Find the fixed points of the map and determine their linear stability.
My maths knowledge isn't amazing, just algebra, some calculus, linear algebra, probability etc. But not to any expert level. I have done an introductory complex systems course before which was intended to teach all the maths necessary, I understood this pretty well. But this question is really confusing me.
My initial instinct is to set $\frac{df_\beta(x)}{dx}=0$ and solve for $x$ in order to get the fixed points. But of course this is impossible because both parts of the function are linear.
However if we evaluate the function at certain points we find that $f_\beta(x)=x$. For example:
$$x^*=0=f_\beta(x^*)$$
In the answers provided for this question it says that another fixed point is $x^*=\frac1{2-\beta}$. But I don't know how it was arrived at.

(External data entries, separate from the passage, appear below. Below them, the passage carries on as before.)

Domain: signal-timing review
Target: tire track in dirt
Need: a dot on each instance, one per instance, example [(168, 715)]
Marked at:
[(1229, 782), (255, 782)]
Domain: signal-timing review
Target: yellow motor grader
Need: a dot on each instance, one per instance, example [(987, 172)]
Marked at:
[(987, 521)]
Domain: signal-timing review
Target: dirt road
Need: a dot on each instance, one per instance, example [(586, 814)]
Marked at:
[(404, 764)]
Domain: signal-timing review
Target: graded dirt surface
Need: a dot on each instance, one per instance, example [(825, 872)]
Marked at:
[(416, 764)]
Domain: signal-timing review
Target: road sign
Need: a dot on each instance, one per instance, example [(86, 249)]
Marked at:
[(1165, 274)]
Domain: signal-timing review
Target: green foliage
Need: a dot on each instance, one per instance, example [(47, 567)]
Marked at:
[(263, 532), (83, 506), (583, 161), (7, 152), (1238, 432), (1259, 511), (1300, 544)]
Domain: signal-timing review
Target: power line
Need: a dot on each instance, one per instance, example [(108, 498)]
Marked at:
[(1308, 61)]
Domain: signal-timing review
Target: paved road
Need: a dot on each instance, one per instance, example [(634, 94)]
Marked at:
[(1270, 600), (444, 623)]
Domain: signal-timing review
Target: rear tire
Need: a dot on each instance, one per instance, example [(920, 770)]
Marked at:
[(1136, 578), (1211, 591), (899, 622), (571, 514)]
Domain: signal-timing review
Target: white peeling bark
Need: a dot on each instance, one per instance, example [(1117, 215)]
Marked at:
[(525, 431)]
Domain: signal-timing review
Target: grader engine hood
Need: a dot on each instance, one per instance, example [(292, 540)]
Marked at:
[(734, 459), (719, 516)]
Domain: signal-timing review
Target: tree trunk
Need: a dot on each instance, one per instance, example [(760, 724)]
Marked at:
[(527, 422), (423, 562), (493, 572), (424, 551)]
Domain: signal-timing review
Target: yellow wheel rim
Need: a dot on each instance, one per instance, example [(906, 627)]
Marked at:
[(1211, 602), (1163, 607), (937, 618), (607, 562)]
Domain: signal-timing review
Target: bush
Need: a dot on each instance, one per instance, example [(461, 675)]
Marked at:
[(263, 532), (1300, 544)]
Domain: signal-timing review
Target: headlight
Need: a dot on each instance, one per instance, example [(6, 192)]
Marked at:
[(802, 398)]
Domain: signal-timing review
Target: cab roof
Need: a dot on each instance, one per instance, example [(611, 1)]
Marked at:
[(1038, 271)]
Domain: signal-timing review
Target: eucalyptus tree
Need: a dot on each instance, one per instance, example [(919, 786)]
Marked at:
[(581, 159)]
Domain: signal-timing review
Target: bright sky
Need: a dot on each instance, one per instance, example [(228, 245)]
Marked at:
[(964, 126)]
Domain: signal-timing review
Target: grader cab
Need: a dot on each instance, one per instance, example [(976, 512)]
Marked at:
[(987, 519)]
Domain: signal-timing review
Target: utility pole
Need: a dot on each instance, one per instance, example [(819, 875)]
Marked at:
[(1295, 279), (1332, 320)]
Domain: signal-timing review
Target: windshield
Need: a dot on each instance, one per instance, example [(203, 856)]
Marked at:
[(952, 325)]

Firstly I would like to know how one arrives at obtaining the fixed points without just plugging in values and testing. Also, how is it that this doesn't match up with the method of setting the derivative to $0$ and solving for $x$ when this works with polynomials? Lastly, how would one even begin to do a stability analysis when you can't even find the second derivative (I think this was the previous method I was taught for a stability analysis)?
Best Answer
To find the fixed points of $f_{\beta}$ you need to solve $f_{\beta}(c)=c.$ You should get $c=0$ and $c=\dfrac{1}{2-\beta}.$
In order to study the stability you need to get $|f'(c)|.$ Since $|f'(0)|<1$ we have that $c=0$ is stable. But $f'\left(\dfrac{1}{2-\beta}\right)=\dfrac{-1}{1-\beta}<-1$ and thus this fixed point is not stable.